Mabel breathed out slowly like a gentle breeze. She closed her eyes and listened to her surroundings, feeling her place in the entire mechanism of the world within humanity and the animals and yet beyond them too. She thought of what she would've said to her grandmother if she was still here.
"Hi, grandma," she started in her mind.
"There you are. I saw what you did to save the glade."
"Yeah... I'm um... I'm sorry for... for destroying your jacket." Mabel's throat constricted for a few seconds as she mourned its comfort.
"Oh, Mabel, I don't care about that," her grandmother would have warmly said. "I'm just glad you're safe. I'm glad that your animal friends are safe. It seems that you've done a great deal of good for them."
"I... I really screwed up along the way, I... if I hadn't..."
"You are a force to be reckoned with," her grandmother would've gone with to soothe over the pain Mabel felt. "Sometimes our best intentions don't always lead to what is best for us or others."
"Sometimes it feels like all I do is screw up," Mabel replied.
"But you know what matters, Mabel? You stayed. You tried to right what went wrong with everything that you got. That's who you are inside," her grandmother would've reassured her. "A lot of people would've turned tail and left others to deal with their horrible mess. But you didn't. When it really counted, you were there."
"Well, I can't really turn tail now, I don't have one anymore," Mabel joked. She chuckled for real when George made a squeaky snuffle sound and burrowed himself closer to Mabel's side.
"And you can't turn tail because that's not who you are," her grandmother would've said. "I know that no matter what it takes you're going to do everything that you can to help and to make things right."
"What if... what if it's not enough? What if I'm not enough?"
Her grandmother would have put an arm around Mabel, would've let her take a moment to breathe. And Mabel knew exactly what she would've said next.
"Do you remember the story of the girl at the beach?"

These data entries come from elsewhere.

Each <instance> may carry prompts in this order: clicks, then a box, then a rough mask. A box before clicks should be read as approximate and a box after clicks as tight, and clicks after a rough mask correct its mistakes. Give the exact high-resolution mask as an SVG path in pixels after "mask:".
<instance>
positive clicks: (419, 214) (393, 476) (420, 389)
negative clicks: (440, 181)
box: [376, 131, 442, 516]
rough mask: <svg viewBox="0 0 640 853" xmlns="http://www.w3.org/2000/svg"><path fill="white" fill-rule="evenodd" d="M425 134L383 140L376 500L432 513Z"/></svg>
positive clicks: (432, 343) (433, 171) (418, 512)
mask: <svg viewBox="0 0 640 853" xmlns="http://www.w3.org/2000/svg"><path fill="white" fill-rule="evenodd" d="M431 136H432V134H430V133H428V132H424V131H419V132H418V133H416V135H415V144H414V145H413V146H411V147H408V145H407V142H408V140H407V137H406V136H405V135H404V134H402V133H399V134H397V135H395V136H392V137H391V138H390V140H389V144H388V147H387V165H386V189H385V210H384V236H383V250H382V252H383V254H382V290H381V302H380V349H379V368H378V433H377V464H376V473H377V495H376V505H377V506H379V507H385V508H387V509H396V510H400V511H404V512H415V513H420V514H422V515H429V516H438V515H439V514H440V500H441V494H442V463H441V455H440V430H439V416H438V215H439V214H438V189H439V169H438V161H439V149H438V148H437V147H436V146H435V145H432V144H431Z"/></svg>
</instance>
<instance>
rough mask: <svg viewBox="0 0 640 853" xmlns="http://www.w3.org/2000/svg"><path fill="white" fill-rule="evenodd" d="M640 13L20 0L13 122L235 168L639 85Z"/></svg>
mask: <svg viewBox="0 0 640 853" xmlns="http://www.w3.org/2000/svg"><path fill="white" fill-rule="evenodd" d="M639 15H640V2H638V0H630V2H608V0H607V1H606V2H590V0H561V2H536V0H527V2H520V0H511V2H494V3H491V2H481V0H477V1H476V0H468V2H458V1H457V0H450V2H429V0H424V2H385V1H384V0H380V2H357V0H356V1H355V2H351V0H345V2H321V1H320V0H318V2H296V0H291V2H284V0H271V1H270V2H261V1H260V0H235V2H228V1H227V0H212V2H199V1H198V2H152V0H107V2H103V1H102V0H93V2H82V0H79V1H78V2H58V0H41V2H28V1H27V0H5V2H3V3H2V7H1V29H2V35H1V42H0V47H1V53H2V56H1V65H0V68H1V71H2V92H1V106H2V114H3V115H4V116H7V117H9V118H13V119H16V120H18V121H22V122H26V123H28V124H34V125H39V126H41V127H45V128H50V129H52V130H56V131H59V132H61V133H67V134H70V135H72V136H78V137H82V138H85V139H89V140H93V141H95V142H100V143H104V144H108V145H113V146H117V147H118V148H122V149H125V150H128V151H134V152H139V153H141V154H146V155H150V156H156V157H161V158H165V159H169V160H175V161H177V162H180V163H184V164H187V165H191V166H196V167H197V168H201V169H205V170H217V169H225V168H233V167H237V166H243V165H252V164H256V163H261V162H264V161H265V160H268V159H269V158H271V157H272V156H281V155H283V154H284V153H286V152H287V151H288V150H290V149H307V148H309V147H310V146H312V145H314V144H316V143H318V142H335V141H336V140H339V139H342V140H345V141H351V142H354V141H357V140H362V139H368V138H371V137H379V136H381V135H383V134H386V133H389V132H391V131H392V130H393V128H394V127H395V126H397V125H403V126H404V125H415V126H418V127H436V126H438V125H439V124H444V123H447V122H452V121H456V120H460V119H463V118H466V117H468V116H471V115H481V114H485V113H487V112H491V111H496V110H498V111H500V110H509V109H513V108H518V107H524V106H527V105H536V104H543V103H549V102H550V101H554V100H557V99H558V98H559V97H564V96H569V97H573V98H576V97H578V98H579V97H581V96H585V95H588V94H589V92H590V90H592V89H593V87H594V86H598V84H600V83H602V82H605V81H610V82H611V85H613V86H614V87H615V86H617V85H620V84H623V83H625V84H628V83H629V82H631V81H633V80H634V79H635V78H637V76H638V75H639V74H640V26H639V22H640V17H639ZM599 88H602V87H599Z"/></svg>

Mabel did. But she said anyway, "Kinda. Remind me?"
"At the beach the tide is rolling back and forth. And there are hundreds of starfish that are strewn along the beach, too far away to make it back by the ocean. There's a little girl there throwing them back," her grandmother would've recited.
"What happens next?"
"A woman is walking along the beach and sees the girl. It seems futile to throw back all those starfish when there are hundreds of them," her grandmother would've continued. "So she tells the girl, 'What are you doing? It doesn't make a difference, it doesn't matter. You can't save all of them.'"
"That's pretty rude."
"It is. But it doesn't matter to the little girl," her grandmother would've said. "She throws another starfish into the ocean and says, 'It mattered to that one.'"
"Do you think the woman would've joined the girl?" Mabel asked.
"I don't know. I think the question is, are you the sort of person that would've joined her? Ah, I don't have to ask," her grandmother would've chuckled. "I already know the answer."
"I'll keep on making you proud."
"You already do."
The meditation ended. The world was still silent, save for Mabel's breath and George's soft breathing as he was a warm presence against her side. Mabel smiled, letting herself be immersed in the world.
She didn't have to do all this on her own after all.